The spec acknowledges this. It notes that the model may have miscalibrated values from flawed training, which is precisely why it argues for corrigibility. But that acknowledgment also means the spec is not making strong behavioral guarantees. Publishing it creates accountability and enables external scrutiny, both of which are genuinely valuable. But accountability requires that someone outside OpenAI can verify the gap between specification and actual behavior, and that infrastructure is still largely absent. The spec is a legible target; whether the model actually hits it requires tooling that does not yet exist at any meaningful scale.

Worth Reading

The Model Spec is worth reading carefully regardless of your position on AI governance. As a document about how to specify behavior for a system that needs to operate across wildly different contexts, with different principals, different use cases, and fundamentally conflicting requests, it confronts design problems that are not unique to AI. Any system serving multiple principals with different trust levels, maintaining non-negotiable constraints while allowing configuration within those constraints, and remaining correctable as its capabilities evolve faces a version of the same problem.

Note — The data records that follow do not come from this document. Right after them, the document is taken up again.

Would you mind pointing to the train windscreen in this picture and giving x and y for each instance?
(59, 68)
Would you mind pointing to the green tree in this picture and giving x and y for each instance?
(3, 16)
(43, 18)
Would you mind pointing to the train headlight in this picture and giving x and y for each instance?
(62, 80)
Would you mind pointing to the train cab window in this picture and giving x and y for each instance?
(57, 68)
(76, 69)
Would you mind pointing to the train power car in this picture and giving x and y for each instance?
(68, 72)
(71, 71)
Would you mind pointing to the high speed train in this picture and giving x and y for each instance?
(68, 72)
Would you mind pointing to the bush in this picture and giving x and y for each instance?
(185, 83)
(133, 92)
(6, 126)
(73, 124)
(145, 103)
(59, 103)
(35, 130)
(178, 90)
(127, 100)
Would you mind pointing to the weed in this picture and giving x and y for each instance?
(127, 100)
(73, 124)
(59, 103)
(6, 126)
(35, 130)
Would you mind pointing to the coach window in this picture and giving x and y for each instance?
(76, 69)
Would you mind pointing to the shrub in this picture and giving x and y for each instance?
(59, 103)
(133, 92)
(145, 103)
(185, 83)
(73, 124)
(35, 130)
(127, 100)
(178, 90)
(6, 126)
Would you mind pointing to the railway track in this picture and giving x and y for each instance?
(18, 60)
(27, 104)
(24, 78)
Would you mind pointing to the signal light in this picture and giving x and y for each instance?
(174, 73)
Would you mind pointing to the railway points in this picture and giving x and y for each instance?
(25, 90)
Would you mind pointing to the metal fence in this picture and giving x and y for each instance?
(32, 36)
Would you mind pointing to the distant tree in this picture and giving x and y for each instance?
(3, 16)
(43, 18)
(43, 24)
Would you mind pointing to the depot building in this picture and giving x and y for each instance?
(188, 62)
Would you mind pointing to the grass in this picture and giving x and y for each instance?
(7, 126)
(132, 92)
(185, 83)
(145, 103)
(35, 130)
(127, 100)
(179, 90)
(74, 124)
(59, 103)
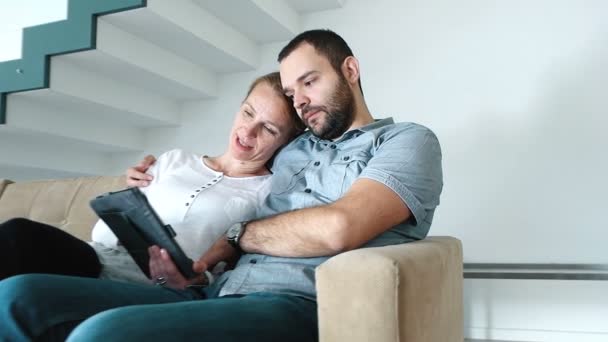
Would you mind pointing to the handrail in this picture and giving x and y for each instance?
(78, 32)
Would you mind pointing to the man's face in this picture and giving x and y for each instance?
(322, 97)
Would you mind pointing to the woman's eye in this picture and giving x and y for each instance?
(270, 130)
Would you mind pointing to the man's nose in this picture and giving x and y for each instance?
(300, 101)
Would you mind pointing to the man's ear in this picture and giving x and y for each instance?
(350, 69)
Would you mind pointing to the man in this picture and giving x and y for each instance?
(349, 182)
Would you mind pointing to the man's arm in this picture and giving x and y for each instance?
(368, 209)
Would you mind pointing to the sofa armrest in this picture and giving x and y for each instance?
(3, 184)
(407, 292)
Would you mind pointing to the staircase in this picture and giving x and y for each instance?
(88, 88)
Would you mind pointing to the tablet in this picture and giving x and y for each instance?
(137, 226)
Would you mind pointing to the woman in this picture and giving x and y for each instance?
(199, 196)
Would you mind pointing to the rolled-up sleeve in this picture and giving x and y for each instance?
(408, 161)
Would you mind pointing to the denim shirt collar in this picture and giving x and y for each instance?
(355, 132)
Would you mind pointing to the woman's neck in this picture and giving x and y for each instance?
(235, 168)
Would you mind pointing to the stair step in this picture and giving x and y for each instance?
(275, 20)
(45, 113)
(133, 104)
(18, 149)
(203, 39)
(144, 65)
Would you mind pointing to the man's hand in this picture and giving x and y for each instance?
(220, 251)
(163, 268)
(137, 176)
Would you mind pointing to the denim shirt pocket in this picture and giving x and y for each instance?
(288, 176)
(347, 168)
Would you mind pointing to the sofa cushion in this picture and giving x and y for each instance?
(61, 203)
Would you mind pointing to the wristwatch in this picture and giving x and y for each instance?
(234, 233)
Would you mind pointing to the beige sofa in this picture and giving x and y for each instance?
(407, 293)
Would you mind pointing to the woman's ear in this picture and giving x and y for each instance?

The spec’s answers are incomplete. The corrigibility-to-OpenAI structure is self-policed. The softcoded permission system will be tested by adversarial operators. The gap between specification and trained behavior is large and not well-measured. But the questions the spec is trying to answer are the right ones, and its framework for thinking about them is specific enough to be useful and to hold OpenAI accountable in ways that are at least worth attempting.